The shadow-cljs compiler starts an nREPL. It is configured to start on port 9000 (in shadow-cljs.edn).

In IntelliJ: add a remote Clojure REPL configuration with host localhost and port 9000.

then:

(shadow/repl :main)

will connect you to the REPL for a specific build (NOTE: Make sure you have a browser running the result, or your REPL won’t have anything to talk to!)

If you’re using CIDER see the Shadow-cljs User’s Guide and the comments in deps.edn for more information.

The API Server

In order to work with your main application you’ll want to start your own server that can also serve your application’s API.

Start a LOCAL clj nREPL in IntelliJ (using IntelliJ’s classpath with the dev alias selected in the Clojure Deps tab), or from the command line:

$ clj -A:dev -J-Dtrace -J-Dguardrails.enabled=true
user=> (start)
user=> (stop)
...
user=> (restart) ; stop, reload server code, and go again
user=> (tools-ns/refresh) ; retry code reload if hot server reload fails

The -J-Dtrace adds a JVM argument that will enable performance tracing for Fulcro Inspect’s network tab so you can see how your resolvers and mutations are performing.

The -J-Dguardrails.enabled=true turns on guardrails instrumentation of guardrails spec’d functions, which is a wrapper of Clojure spec that makes instrumentation and production-time elision (for performance and size) much easier.

Note
For real development, please use an editor that has REPL integration, like Cursive (recommended) or Spacemacs.

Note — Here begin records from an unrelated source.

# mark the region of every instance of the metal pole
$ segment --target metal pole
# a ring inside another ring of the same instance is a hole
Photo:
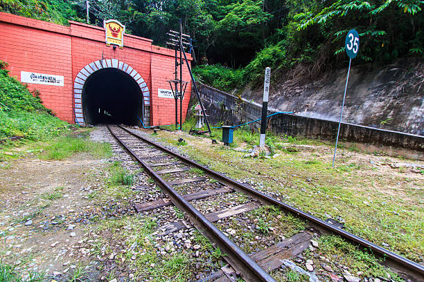
[[[334,148],[334,157],[333,157],[333,168],[334,168],[334,162],[335,160],[335,154],[337,151],[337,142],[339,142],[339,133],[340,133],[340,124],[342,123],[342,117],[343,116],[343,108],[344,107],[344,99],[346,98],[346,91],[347,90],[347,83],[349,81],[349,73],[351,72],[351,63],[352,59],[349,59],[349,68],[348,68],[348,76],[346,78],[346,86],[344,86],[344,95],[343,95],[343,103],[342,104],[342,112],[340,113],[340,120],[339,120],[339,129],[337,130],[337,137],[336,138],[336,145]]]
[[[181,44],[180,44],[181,46]],[[200,104],[200,108],[202,108],[202,113],[203,113],[203,117],[204,118],[204,120],[206,122],[206,125],[208,126],[208,131],[209,131],[209,134],[211,134],[211,127],[209,126],[209,122],[208,122],[208,117],[204,112],[204,107],[203,106],[203,103],[202,103],[202,100],[200,100],[200,95],[199,95],[199,90],[197,90],[197,86],[196,85],[196,80],[194,79],[193,76],[193,73],[191,73],[191,68],[190,68],[190,64],[188,64],[188,60],[187,59],[187,56],[186,55],[186,53],[183,52],[183,55],[184,55],[184,59],[186,60],[186,64],[187,65],[187,68],[188,68],[188,73],[190,73],[190,77],[191,77],[191,81],[195,86],[195,92],[197,95],[197,99],[199,99],[199,104]]]
[[[262,102],[262,121],[260,122],[260,138],[259,147],[265,146],[265,134],[267,132],[267,113],[268,113],[268,95],[270,93],[270,78],[271,77],[271,68],[265,68],[263,83],[263,100]]]
[[[177,47],[175,47],[175,81],[178,78],[178,61],[177,59]],[[175,130],[178,129],[178,95],[177,95],[177,92],[178,91],[177,84],[175,84]]]
[[[179,129],[182,131],[182,22],[179,19]]]
[[[85,3],[87,4],[87,23],[89,24],[89,12],[89,12],[89,9],[90,8],[90,3],[89,3],[89,0],[87,0],[85,1]]]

The URL to work on your application is then http://localhost:3000.

Hot code reload, preloads, and such are all coded into the javascript.

Preloads

There is a preload file that is used on the development build of the application app.development-preload.You can add code here that you want to execute before the application initializes in development mode.

Fulcro Inspect

Fulcro inspect will preload on the development build of the main application and workspaces.You must install the plugin in Chrome from the Chrome store (free) to access it.It will add a Fulcro Inspect tab to the developer tools pane.

Tests

Tests are in src/test. Any test namespace ending in -test will be auto-detected.

src/test
└── app
    └── sample_test.cljc          spec runnable by client and server.

You can write plain deftest in here, and it is preconfigured to support the helper macros in fulcro-spec as well.

Running tests:

Clojure Tests

Typically you’ll just run your tests using the editor of choice (e.g. Run tests in namspace in IntelliJ).

The tests are also set up to run with Kaocha at the command line for your convenience and CI tools:

$ clj -A:dev:clj-tests --watch

See the Kaocha project for more details.

Clojurescript tests

The tests can be run in any number of browsers simply by navigating to the test URL that shadow-cljs outputs.

CI support is done through the ci-test build in shadow, and via Karma.

If you start the ci-tests build in Shadow-cljs, then you can also run cljs tests in a terminal "watch mode" with:

npx karma start

Of course, this make CLJS CI easy:

npx shadow-cljs compile ci-tests
npx karma start --single-run

Running all Tests Once

There is a UNIX Makefile that includes all of the CI commands as the default target. Just run:

make

Workspaces

Workspaces is a project by Nubank that is written in Fulcro, and has great support for developing in Fulcro. It is similar to devcards but has a more powerful user interface, integration with Fulcro Inspect, and much more.

The source directory for making additions to your workspace is src/workspaces.

Important
Any namespace ending in -ws will be auto-detected and added to your workspace!

Standalone Runnable Jar (Production, with advanced optimized client js)

See tools deps projects like Depstar. You’ll need to make a release js build, optionally pre-compile your CLJ, and package it. We will likely add a demo of this process soon.